The Part Most Traders Miss
When geopolitical events happen over weekends, gold often gaps on Monday open. Those gaps are not clean entry points – they are traps for anyone reacting emotionally in the first 30 minutes. The better move is almost always to wait for the initial volatility to settle, then look for a level to test.
There is also a specific dynamic worth understanding: Lombard Odier’s analysts noted this week that if the Strait of Hormuz closes, oil could spike toward $100 per barrel – and that would likely trigger a broad inflation scare that pulls gold significantly higher. It would not be gradual. It would be fast and messy.
That is not a prediction. It is a scenario map. Good traders keep scenario maps. They do not predict; they prepare.
Friday Quote 💬
“The most important quality for an investor is temperament, not intellect.”
– Warren Buffett
Especially true in weeks like this one. The chart does not reward panic – it rewards patience and preparation.
Actionable Step
Open a gold chart inside the Trading Game Simulator and mark the $5,050 resistance and $4,970 support levels before the weekend. Watch Monday’s open and practice waiting – not reacting – to the first move.
If you want to understand how resistance zones form and how to read volume on breakouts, the Trading Game Academy walks through exactly that kind of setup step by step.
Key Takeaways ✅
- Gold is testing the $5,030 – $5,050 resistance zone after multiple rejections this week.
- Oil surged 4%+ on US-Iran tensions – the Strait of Hormuz is the flashpoint.

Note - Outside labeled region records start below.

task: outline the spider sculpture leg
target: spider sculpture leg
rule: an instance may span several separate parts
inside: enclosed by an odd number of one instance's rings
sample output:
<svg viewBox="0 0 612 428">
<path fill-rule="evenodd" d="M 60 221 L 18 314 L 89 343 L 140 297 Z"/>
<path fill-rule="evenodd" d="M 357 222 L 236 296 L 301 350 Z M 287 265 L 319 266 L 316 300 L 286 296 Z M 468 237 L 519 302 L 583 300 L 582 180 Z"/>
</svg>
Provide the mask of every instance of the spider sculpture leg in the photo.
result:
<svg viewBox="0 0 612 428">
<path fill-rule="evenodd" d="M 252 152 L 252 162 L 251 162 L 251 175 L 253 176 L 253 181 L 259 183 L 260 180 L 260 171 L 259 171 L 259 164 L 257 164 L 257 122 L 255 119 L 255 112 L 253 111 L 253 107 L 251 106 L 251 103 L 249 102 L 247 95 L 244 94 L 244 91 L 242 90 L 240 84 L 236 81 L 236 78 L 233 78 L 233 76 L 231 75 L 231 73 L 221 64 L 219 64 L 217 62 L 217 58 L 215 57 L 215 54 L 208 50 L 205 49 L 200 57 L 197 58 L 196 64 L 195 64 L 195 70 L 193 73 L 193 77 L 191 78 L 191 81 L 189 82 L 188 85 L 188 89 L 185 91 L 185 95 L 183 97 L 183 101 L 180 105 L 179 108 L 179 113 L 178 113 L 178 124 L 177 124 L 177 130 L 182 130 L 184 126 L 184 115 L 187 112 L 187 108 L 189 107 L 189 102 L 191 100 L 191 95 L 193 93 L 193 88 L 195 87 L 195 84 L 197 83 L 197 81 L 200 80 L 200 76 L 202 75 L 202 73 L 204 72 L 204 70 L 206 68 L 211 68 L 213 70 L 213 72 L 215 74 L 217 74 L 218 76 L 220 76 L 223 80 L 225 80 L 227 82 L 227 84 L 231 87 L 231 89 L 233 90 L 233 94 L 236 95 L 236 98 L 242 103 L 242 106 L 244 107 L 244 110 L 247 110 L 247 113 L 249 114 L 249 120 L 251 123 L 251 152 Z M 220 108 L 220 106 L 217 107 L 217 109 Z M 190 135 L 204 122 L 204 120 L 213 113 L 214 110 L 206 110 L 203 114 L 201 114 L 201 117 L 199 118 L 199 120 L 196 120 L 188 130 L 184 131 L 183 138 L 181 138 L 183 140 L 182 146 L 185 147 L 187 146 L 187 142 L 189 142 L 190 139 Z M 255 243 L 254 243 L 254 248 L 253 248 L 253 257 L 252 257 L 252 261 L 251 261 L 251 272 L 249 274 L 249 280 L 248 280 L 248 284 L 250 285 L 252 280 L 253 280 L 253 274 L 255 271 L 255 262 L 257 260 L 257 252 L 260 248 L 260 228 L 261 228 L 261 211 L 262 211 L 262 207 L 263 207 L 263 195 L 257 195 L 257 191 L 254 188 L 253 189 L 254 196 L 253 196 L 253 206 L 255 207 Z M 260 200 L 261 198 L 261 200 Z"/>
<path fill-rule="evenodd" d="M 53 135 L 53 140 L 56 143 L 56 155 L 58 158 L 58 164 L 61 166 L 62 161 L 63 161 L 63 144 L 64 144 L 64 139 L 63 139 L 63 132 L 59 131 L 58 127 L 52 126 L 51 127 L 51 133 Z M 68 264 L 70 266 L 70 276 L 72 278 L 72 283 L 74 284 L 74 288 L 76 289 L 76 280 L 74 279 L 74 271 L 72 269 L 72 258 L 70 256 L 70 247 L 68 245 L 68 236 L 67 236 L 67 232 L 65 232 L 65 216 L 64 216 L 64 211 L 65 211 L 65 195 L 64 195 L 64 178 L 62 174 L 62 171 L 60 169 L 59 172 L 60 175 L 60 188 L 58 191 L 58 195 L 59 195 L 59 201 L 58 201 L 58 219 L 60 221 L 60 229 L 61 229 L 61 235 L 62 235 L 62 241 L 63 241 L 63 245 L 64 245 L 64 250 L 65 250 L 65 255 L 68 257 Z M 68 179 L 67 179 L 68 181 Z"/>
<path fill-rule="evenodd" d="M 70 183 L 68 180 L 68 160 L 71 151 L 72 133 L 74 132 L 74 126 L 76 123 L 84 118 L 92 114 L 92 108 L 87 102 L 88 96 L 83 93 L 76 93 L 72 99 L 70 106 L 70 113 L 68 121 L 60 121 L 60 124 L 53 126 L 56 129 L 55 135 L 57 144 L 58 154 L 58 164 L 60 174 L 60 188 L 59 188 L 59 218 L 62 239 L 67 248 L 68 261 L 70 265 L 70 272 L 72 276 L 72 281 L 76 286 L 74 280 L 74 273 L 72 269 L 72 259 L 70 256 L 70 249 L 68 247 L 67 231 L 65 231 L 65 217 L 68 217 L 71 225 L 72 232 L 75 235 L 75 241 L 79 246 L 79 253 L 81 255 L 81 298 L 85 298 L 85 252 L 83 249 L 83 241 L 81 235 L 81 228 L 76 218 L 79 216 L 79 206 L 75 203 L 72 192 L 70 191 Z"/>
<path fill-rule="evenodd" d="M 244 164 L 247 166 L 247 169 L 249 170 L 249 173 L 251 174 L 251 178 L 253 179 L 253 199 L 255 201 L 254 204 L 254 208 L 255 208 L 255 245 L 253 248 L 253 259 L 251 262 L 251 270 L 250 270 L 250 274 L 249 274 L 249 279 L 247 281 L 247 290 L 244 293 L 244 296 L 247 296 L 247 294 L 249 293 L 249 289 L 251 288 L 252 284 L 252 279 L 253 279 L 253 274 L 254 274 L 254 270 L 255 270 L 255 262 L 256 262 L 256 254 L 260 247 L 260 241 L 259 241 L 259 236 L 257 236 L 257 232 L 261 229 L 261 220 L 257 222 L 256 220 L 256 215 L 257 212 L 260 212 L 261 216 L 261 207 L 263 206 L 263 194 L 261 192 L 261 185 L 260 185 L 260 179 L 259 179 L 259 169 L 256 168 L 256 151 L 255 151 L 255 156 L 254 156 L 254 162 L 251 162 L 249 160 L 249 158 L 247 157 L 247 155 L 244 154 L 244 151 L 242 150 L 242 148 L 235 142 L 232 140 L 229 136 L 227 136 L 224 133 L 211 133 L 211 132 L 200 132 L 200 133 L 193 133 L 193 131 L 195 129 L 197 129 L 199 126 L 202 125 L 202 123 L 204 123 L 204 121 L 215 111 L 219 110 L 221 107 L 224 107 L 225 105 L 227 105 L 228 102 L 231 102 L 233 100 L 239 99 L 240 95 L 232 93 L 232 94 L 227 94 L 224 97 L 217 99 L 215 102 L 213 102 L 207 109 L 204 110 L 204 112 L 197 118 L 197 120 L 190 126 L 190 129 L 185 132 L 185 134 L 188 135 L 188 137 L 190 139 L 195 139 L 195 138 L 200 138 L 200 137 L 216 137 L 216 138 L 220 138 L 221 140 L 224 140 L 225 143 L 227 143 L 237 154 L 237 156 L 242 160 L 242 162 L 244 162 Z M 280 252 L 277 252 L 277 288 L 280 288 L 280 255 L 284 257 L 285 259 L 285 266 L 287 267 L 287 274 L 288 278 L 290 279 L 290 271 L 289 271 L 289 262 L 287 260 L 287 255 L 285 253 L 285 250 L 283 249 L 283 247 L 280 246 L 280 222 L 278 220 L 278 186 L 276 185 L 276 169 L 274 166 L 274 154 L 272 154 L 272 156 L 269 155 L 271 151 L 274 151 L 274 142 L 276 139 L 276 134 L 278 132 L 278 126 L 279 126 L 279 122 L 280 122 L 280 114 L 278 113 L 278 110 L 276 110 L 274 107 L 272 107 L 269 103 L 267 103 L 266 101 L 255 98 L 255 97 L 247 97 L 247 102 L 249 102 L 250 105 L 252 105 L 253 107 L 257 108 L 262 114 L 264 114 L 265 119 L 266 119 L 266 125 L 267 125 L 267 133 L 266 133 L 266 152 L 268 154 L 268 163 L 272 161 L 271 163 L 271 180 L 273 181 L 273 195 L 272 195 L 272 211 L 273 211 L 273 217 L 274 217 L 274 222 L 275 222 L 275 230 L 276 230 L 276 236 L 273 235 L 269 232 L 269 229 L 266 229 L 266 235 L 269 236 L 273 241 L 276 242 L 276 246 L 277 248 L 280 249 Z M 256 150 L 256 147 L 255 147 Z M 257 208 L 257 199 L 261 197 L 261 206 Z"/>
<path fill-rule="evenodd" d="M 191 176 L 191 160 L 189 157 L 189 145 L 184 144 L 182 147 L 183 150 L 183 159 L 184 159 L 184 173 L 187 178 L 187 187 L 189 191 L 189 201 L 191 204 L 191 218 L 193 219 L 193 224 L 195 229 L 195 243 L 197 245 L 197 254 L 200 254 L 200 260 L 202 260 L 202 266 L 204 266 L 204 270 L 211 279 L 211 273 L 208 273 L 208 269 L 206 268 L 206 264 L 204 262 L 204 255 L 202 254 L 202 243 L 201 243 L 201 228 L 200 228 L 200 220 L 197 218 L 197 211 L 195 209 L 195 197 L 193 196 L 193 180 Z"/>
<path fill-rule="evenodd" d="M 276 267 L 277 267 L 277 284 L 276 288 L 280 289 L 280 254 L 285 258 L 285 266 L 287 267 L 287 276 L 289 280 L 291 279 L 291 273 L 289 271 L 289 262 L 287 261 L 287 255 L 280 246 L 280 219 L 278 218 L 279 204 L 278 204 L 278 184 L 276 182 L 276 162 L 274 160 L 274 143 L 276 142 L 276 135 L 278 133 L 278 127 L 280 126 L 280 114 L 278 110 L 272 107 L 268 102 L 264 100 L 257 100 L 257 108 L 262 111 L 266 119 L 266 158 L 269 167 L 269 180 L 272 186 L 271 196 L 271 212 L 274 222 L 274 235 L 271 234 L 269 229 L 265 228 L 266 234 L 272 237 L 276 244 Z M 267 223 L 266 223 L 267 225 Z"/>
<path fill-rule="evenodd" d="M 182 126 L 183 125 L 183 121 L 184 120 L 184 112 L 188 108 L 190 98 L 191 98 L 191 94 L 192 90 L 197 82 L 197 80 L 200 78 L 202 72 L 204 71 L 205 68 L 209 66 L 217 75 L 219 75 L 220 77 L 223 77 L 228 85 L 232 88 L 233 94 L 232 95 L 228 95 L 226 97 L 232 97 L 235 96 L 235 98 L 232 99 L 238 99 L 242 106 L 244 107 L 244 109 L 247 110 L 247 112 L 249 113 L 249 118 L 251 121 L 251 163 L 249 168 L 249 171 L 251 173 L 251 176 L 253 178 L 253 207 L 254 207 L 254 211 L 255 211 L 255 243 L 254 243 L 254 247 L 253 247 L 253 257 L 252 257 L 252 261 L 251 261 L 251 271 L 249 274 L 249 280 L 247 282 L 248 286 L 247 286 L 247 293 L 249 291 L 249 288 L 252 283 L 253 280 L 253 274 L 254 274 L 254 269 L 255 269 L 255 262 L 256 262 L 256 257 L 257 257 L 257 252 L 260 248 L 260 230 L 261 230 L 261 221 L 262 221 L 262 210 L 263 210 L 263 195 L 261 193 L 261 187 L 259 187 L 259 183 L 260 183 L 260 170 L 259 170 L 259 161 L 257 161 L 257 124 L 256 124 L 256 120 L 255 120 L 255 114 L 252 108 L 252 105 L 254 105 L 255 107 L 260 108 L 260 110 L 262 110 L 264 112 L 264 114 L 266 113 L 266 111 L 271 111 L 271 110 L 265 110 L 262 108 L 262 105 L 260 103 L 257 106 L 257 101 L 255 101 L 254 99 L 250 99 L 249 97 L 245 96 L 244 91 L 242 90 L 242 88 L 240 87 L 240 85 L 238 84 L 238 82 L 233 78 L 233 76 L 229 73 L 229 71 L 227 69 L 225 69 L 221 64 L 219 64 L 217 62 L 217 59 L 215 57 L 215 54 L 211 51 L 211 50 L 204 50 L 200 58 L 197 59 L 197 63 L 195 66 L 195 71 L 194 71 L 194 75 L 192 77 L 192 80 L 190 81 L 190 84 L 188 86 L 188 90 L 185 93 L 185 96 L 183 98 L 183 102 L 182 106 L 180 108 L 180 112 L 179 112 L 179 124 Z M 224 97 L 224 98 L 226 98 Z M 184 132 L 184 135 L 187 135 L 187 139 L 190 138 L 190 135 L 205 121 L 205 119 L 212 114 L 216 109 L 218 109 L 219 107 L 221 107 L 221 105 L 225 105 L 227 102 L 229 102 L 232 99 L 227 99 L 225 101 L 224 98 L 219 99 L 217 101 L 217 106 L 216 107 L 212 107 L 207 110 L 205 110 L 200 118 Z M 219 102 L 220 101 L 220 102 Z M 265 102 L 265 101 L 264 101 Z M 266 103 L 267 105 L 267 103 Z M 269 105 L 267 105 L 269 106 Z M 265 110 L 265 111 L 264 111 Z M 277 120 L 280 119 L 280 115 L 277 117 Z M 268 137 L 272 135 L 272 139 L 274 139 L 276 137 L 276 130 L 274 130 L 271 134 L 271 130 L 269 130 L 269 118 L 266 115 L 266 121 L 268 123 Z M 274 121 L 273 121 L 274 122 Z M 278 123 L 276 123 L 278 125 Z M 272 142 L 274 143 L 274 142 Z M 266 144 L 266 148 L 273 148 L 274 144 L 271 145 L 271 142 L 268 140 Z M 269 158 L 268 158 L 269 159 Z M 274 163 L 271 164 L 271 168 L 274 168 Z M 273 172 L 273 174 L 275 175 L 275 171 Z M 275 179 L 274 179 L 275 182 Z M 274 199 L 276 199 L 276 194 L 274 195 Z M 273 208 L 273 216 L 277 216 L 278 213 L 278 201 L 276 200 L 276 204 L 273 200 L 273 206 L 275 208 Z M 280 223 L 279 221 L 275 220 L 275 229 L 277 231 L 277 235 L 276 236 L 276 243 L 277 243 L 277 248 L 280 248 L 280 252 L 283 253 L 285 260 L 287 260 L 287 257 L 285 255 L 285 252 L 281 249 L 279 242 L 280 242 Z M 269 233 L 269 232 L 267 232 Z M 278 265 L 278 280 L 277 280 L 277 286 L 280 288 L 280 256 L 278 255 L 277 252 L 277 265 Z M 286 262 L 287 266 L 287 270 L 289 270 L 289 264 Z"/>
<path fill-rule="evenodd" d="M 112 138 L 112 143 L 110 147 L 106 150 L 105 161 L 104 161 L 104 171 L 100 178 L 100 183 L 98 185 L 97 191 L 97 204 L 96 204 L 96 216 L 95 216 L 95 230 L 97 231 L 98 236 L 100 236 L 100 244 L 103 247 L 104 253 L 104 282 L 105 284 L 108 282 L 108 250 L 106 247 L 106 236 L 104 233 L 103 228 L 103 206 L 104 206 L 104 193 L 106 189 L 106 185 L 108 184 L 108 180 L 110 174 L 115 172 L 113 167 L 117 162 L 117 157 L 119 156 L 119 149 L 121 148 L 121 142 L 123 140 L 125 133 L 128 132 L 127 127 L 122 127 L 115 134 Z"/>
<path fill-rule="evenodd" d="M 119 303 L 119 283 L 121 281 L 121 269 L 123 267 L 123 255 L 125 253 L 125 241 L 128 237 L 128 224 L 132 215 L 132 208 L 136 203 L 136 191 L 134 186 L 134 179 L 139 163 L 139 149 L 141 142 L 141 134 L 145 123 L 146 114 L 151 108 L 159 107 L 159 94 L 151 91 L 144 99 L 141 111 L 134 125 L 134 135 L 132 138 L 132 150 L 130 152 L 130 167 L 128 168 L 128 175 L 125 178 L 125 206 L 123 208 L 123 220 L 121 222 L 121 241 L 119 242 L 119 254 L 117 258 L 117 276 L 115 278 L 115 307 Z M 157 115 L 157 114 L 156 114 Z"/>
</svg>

- Gold is now catching up to oil’s risk pricing, but has not confirmed a breakout yet.
- Bull case: daily close above $5,050 with strong volume opens $5,100 – $5,200.
- Bear case: rejection sends price toward $4,970, $4,900, and $4,760.
- Weekend gap risk is elevated – military action could be ordered as early as Saturday.
- Wait for Monday’s dust to settle before making decisions.